Zuo1p is directly bound to the ribosome and Ssz1p is bound to the ribosome through Zuo1p (41). Ssb1/2p relies for its ribosome association on Zuo1p and Ssz1p. We find that in zuo1Δ [psi−] cells Ssz1p is degraded, but not in [PSI+] cells. Although stable in [PSI+] cells, Ssz1p is not ribosome-associated, so it is unlikely to interact with the normal ribosome-bound Sup35p, or sense the frequent absence of Sup35p on ribosomes in [PSI+] cells. It is possible that the [PSI+] prion leads to the partial inactivation of some E3 ligase or autophagy factor that would otherwise lead to degradation of Ssz1p in zuo1Δ.

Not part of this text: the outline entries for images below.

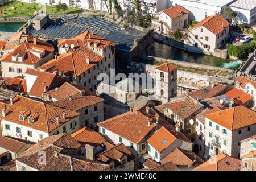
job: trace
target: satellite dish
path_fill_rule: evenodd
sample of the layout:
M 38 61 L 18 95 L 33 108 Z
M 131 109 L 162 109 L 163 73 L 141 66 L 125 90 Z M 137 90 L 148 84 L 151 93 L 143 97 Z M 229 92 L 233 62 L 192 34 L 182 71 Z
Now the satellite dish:
M 230 108 L 232 107 L 232 104 L 229 103 L 229 107 Z
M 194 121 L 191 119 L 189 120 L 189 124 L 191 124 L 191 125 L 192 125 L 194 123 Z
M 221 98 L 221 99 L 220 100 L 220 104 L 222 104 L 223 102 L 224 102 L 224 101 L 223 101 L 223 99 Z

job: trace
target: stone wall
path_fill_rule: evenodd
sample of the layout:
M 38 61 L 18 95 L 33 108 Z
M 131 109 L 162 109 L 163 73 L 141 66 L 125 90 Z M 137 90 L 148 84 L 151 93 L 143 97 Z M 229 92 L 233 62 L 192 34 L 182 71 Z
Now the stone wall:
M 139 64 L 143 67 L 144 72 L 154 73 L 155 72 L 155 65 L 137 62 L 134 63 Z M 154 76 L 152 75 L 151 77 L 154 77 Z M 233 82 L 233 81 L 205 75 L 183 71 L 179 70 L 178 67 L 178 70 L 177 71 L 177 85 L 180 87 L 196 89 L 214 82 L 227 82 L 231 84 Z

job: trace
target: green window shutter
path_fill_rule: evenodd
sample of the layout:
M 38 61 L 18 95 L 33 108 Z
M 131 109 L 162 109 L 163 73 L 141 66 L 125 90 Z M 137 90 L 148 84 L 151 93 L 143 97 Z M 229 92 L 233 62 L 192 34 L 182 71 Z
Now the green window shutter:
M 133 148 L 133 143 L 131 142 L 130 146 L 131 147 L 131 148 Z
M 105 129 L 102 128 L 102 133 L 105 135 L 106 134 L 106 130 Z
M 26 171 L 26 167 L 24 167 L 24 166 L 22 166 L 22 171 Z
M 226 146 L 226 140 L 223 140 L 223 144 L 224 144 L 224 146 Z
M 150 152 L 151 151 L 151 148 L 150 146 L 148 144 L 147 144 L 147 150 Z

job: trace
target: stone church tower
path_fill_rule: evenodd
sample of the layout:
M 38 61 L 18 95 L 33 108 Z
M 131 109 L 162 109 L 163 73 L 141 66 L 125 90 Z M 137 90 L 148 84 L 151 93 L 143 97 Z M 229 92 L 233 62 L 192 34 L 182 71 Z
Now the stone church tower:
M 155 96 L 162 103 L 177 96 L 177 68 L 167 63 L 155 68 Z

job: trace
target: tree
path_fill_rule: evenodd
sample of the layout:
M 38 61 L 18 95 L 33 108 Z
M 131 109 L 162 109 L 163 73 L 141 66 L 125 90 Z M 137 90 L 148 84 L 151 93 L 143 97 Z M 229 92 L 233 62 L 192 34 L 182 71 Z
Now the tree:
M 223 16 L 229 20 L 233 20 L 235 24 L 237 23 L 237 13 L 233 11 L 229 6 L 227 6 L 225 7 Z
M 114 8 L 115 9 L 115 12 L 117 13 L 117 16 L 118 17 L 123 17 L 123 11 L 122 10 L 120 5 L 117 2 L 117 0 L 113 0 L 113 3 L 114 4 Z

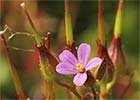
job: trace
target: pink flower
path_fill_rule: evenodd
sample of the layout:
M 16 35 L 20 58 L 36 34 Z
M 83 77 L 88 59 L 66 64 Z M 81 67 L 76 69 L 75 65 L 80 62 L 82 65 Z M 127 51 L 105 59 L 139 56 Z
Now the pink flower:
M 90 45 L 82 43 L 77 51 L 77 58 L 68 50 L 64 50 L 59 59 L 61 63 L 56 66 L 58 73 L 68 75 L 75 74 L 73 82 L 76 86 L 83 85 L 87 80 L 87 71 L 100 65 L 102 60 L 99 57 L 94 57 L 88 62 L 91 48 Z

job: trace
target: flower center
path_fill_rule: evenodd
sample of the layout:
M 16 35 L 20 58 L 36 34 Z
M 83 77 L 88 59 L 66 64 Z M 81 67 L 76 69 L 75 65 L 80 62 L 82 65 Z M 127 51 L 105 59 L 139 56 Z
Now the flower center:
M 83 65 L 81 63 L 76 64 L 76 70 L 79 73 L 84 73 L 85 72 L 85 68 L 83 67 Z

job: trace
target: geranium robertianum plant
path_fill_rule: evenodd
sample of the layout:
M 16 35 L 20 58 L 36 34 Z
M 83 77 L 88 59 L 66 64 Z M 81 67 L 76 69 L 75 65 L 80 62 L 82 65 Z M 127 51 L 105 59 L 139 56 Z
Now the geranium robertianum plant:
M 60 55 L 60 64 L 57 65 L 56 71 L 58 73 L 68 75 L 75 74 L 73 82 L 76 86 L 82 86 L 87 80 L 87 71 L 100 65 L 102 60 L 95 57 L 88 62 L 91 49 L 86 43 L 82 43 L 78 50 L 78 59 L 68 50 L 64 50 Z
M 25 8 L 25 4 L 22 3 L 21 6 L 33 28 L 36 48 L 40 54 L 40 70 L 47 87 L 45 92 L 42 91 L 43 98 L 59 99 L 59 97 L 56 97 L 55 95 L 54 88 L 55 84 L 59 84 L 66 87 L 69 92 L 73 92 L 79 99 L 107 99 L 108 95 L 110 95 L 109 90 L 116 80 L 116 64 L 117 66 L 120 66 L 116 60 L 121 59 L 122 55 L 122 52 L 118 52 L 122 51 L 120 34 L 118 34 L 120 33 L 120 31 L 118 31 L 120 29 L 118 28 L 120 27 L 120 24 L 118 24 L 120 18 L 118 16 L 120 15 L 117 14 L 117 24 L 115 24 L 114 37 L 111 44 L 112 49 L 111 51 L 108 51 L 106 31 L 104 29 L 102 1 L 98 0 L 98 53 L 97 57 L 88 61 L 90 53 L 92 52 L 89 44 L 81 43 L 79 48 L 77 50 L 75 49 L 74 43 L 76 43 L 76 41 L 73 40 L 68 0 L 65 0 L 66 48 L 62 48 L 59 57 L 54 56 L 54 53 L 50 50 L 50 37 L 48 37 L 48 44 L 46 46 L 45 42 L 43 42 L 44 40 L 40 38 L 40 35 L 36 30 L 35 25 Z M 122 8 L 121 6 L 122 0 L 120 0 L 119 3 L 119 14 L 121 11 L 120 9 Z M 71 75 L 67 77 L 69 74 Z M 82 95 L 77 87 L 82 88 L 84 86 L 88 88 L 89 91 Z M 100 88 L 100 90 L 97 88 Z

This study confirms that prions are more abundant and more differentiated than was previous thought (reviewed in ref. 20). Yeast has evolved a wide (and widening) array of systems to prevent prion formation, to cure most prion variants, and to limit the damage caused by those variants that survive those measures. It is hoped that the variety of antiprion systems found in yeast will stimulate a similar search in mammals, and provide tools useful in treatment of the common human amyloidoses, increasingly found to have infectious aspects.

Materials and Methods

Nomenclature.

Yeast prions are shown in brackets to indicate they are nonchromosomal genes (e.g., [PSI+], [URE3], or [PIN+]). Specific types of prion variants are indicated within the brackets (e.g., [PSI+sbs]). Strains of origin of [PIN+] prion are indicated with a superscript (e.g., “WT [PIN+]^zuo1∆” for [PIN+] transferred from a zuo1∆ strain into the WT strain).

Strains and Media.

Strains used in this study are listed in SI Appendix, Table S1. Gene disruption mutants were generated by PCR-amplifying yeast genomic DNA of the corresponding strains from the Saccharomyces cerevisiae knockout collection or mating with isogenic strains from the knockout collection, and further confirmed using PCR-amplification (78). Media used were as described by Sherman (79). Induction of GAL1-promoted genes was conducted using galactose-raffinose–containing media as previously described (31). The ade1-14 allele carrying parental strains were derivatives of strains used for previous studies (31). Scoring [PSI+] with the suppressible ura3-14 mutation and inducing prion formation routinely used p1520 (CEN LEU2 ura3-14 GAL1_promoter-SUP35NM). For all of the [PSI+] scoring experiments, p1520 was maintained in strains/colonies without leucine to avoid loss of this plasmid.

Plasmids.

Plasmids used in this study are listed in SI Appendix, Table S2. SSB1 with 357 bp and ZUO1 with 500 bp upstream of the ORF were amplified and ligated into pRS313 (CEN HIS3) cut with BamHI and XhoI forming pM76 and pM75, respectively. SSZ1 with 390 bp upstream of the ORF was amplified and ligated into pRS313 cut with BamHI and SalI forming pM78. The same strategy was used for generating pRS423 (2µ HIS3)-based SSB1, ZUO1, and SSZ1 plasmids, forming pM85, pM87, and pM86, respectively. An ADH1-promoted Rnq1p-GFP expressing plasmid was generated previously (18).

Cytoduction.

In mating kar1 mutants fail in nuclear fusion so daughter cells have a mixture of the parental cytoplasms. Cytoduction donors are ρ⁺, recipients are ρ^o from ethidium exposure, both isogenic to the knockout bank strains, BY4741 and BY4742, both carrying p1520 (CEN LEU2 ura3-14) bearing P_GAL1-SUP35NM (30). In effect, cytoplasm is transferred from donors (with induced [PSI+] variants) and recipients. After mating, mixtures were streaked on media selecting against the donor. Colonies were replica-plated to YPG, media selective for diploids and media lacking uracil. Clones growing on YPG but not on diploid selection media were cytoductants. Ura⁺ clones propagated [PSI+]. When donor and recipient strains are both ssb-rac∆, resulting cytoductants rarely appeared making this type of analysis impractical.

Antibodies.

Antibodies to Ssb1/2p, Zuo1p, and Ssz1p were generous gifts from Elizabeth A. Craig, University of Wisconsin–Madison, Madison, WI. Rpl15p antibody was purchased from Bio-Rad.

Data Availability.

All study data are included in the main text and SI Appendix.